Take former New York Police Department Chief Terence “Terry” Monahan, for example.who helped craft the anti-assault measures at Yankee Stadium. It would be “very easy to end it,” he told NBC News. “You make an announcement: ‘Hey, you’re subject to arrest, and if you’re a student, you could be suspended.’ All of a sudden, there are consequences on the court. Right now, there are no consequences — nobody’s saying you can’t do it.”
Greg Byrne, athletic director at the University of Alabama has a different approach. After Duke’s Filipowski Byrne told the Birmingham Tip-Off Club: “I think the way it’s going to stop, that’s going to get everybody’s attention to realise that this is dangerous… the home team is losing the game.” That would get a lot of students’ attention, but would it really stop the onslaught? And if it didn’t, would we really punish players – who may have just won the biggest game of their lives – by telling them they’ve lost? That seems very un-American.

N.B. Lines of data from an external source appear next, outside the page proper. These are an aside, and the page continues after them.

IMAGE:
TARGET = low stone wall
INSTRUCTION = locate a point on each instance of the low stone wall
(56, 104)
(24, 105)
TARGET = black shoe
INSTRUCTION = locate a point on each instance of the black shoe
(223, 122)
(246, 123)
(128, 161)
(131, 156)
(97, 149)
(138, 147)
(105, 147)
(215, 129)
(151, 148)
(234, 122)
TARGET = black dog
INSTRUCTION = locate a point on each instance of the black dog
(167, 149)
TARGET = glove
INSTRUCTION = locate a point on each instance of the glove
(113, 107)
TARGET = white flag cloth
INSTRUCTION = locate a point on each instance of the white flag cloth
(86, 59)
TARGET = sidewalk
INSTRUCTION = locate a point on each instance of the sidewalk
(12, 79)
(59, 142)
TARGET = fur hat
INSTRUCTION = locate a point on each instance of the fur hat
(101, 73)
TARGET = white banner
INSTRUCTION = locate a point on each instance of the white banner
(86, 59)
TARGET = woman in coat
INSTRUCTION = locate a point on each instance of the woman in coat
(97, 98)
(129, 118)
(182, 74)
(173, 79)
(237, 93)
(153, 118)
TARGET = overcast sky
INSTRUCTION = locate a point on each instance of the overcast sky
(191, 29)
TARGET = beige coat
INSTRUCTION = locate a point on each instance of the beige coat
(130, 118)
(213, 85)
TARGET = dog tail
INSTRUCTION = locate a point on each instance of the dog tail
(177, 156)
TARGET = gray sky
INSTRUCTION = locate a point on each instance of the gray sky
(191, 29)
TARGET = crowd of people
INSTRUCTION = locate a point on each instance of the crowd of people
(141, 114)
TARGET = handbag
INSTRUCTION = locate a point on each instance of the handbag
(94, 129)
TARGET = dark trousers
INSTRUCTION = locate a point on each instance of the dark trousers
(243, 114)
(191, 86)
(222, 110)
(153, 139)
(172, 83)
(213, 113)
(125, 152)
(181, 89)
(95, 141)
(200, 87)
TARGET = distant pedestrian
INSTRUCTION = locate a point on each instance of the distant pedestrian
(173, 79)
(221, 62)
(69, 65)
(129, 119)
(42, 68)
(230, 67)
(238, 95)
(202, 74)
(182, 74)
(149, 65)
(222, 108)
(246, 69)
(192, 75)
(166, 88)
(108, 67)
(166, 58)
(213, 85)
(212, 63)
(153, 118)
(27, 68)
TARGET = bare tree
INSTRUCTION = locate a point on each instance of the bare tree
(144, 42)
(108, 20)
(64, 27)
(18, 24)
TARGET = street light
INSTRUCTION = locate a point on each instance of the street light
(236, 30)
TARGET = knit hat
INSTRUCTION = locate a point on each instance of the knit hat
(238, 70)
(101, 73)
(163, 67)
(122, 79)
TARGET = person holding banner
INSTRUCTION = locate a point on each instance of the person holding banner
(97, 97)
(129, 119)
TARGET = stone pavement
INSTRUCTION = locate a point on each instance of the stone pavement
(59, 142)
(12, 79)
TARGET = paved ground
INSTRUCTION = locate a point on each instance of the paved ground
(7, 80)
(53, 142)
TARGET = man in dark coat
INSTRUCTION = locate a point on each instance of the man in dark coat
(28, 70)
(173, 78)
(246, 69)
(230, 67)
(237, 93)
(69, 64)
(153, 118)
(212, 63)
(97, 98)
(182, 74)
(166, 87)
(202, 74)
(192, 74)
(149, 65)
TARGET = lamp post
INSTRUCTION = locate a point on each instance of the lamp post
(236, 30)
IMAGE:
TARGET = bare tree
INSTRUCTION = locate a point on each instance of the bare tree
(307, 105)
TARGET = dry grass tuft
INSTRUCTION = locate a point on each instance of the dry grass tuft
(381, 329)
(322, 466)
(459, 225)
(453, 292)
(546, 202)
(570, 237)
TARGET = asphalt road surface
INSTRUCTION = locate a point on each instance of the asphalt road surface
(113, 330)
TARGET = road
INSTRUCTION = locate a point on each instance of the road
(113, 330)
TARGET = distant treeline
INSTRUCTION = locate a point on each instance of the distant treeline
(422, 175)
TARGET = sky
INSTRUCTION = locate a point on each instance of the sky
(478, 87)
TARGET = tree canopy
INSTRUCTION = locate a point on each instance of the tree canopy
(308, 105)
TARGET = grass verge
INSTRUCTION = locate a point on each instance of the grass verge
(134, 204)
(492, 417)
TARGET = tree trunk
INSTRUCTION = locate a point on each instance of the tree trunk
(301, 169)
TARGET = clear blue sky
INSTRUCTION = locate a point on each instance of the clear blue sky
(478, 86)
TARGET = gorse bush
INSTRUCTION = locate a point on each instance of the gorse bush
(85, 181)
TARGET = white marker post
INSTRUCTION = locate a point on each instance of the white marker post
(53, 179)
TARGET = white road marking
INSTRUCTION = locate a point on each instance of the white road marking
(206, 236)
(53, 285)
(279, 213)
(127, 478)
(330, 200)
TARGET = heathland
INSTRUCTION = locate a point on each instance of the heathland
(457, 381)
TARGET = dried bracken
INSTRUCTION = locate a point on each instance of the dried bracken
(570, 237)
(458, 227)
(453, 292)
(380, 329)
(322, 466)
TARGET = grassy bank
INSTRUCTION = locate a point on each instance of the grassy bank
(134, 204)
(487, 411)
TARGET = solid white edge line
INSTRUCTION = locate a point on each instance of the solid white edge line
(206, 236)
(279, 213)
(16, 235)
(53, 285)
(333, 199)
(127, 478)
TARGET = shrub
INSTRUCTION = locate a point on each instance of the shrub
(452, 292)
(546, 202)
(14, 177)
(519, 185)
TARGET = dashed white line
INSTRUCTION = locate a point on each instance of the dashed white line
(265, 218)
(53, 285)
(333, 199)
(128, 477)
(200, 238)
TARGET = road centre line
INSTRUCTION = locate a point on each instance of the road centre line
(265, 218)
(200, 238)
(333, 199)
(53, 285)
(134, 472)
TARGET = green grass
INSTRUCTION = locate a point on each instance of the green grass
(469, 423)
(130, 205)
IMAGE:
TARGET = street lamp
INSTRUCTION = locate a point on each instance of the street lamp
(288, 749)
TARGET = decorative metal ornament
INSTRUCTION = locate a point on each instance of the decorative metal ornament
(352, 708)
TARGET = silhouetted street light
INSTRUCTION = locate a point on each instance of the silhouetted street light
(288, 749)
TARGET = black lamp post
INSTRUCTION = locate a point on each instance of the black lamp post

Another suggestion is being made: Schools that host a home game – at considerable loss of profit and entertainment – could be stripped of their right to play a home game if the field is stormed. The question is whether fans who have had a few beers would care.
This response is irresponsible. The NCAA needs a uniform policy, and it needed one yesterday.
As for the NCAA, spokesman David Worlock told NBC News, “We do not have a policy regarding court storming. Policies are implemented and enforced at the conference and institutional level. It is not allowed during NCAA tournament games, and we work with the host sites to develop a security plan to try to prevent it.” That response is insane. The NCAA needs a uniform policy, and it needed one yesterday.
The only other solution that would not increase the prison population would be to ban the fans who invade the field from attending another home game. If not forever, then at least for this season. To do nothing, as the NCAA is doing, is to invite tragedy. To act before that would take courage and would certainly upset many fans, but it is certainly better than the alternative.
Players have the right to leave the field without being trampled, and even to jostle with members of the other team without people in the stands rushing in. This is a workplace safety issue and should be treated as such.
No one was injured in Sunday’s game between the Tigers and Gamecocks. But referees need to focus not on what didn’t happen, but on what could have happened.